Re: Dealing with M_HASFCS for protocols that do not do ethernet crc

To: Chris <sekiya%netbsd.org@localhost>
Subject: Re: Dealing with M_HASFCS for protocols that do not do ethernet crc
From: Robert Elz <kre%munnari.OZ.AU@localhost>
Date: Wed, 10 Aug 2022 16:47:59 +0700

    Date:        Wed, 10 Aug 2022 08:48:02 +0900
    From:        Chris <sekiya%netbsd.org@localhost>
    Message-ID:  <20220809234802.blogguklszwytk4m@reliant>

First, it is good that the real problem is now understood and fixed.

  | "Inside AppleTalk" lists the AppleTalk-Ethernet AARP packet format on page
  | 3-12.
  | It *does* show the data-link header and 802.2 header at the beginning of the
  | packet, but does not show FCS at the end.  The final four bytes are,
  | instead, four bytes of destination address.

That's because the FCS is not properly considered a part of the packet
(at the link layer interface).

It is not created by the sender when sending packets (weird super switch
exceptions apply) and is often (and in the past, essentially always) removed
by the receiving hardware when packets are received.   When using 802.3
format (with a length field, rather than a packet type) the length does not
include the FCS.   On the other hand, the rest of the frame (the header,
with the address, etc) is part of the frame, and is built, and consumed,
by host software, rather than the hardware.

  | Martin,  would this pass muster for a pullup to the 9.x branch?

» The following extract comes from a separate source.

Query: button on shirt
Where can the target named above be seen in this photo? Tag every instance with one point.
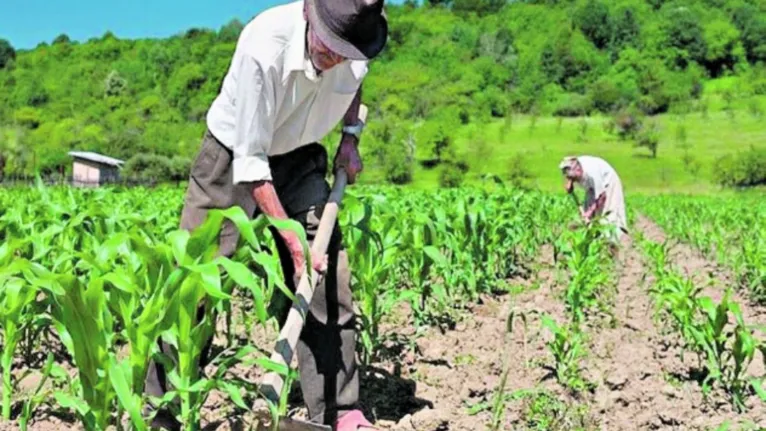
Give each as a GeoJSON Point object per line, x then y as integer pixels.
{"type": "Point", "coordinates": [272, 100]}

I'm not Martin, and he has already replied, though I'm not sure that his
reply explicitly addressed that question (it says "Yes" but follows that
with more words that confuse things just slightly).

(I have nothing to do with RelEng so this isn't my call) but yes,
that is exactly the kind of thing that should be pulled up (to -8 as well
assuming that the driver exists there, and has the same issue).   This is
(was) a simple driver bug (caused by unfortunately typically lousy hardware
doc), and is the very thing that pullups are designed to handle.

One more thing, to go back to one of your earlier messages, still slightly
relevant because of a comment Martin made in his reply:

martin%duskware.de@localhost said:
  |  - a driver does not have to care about ethernet packet types (unless
  |    there are driver or hardware bugs, see above) 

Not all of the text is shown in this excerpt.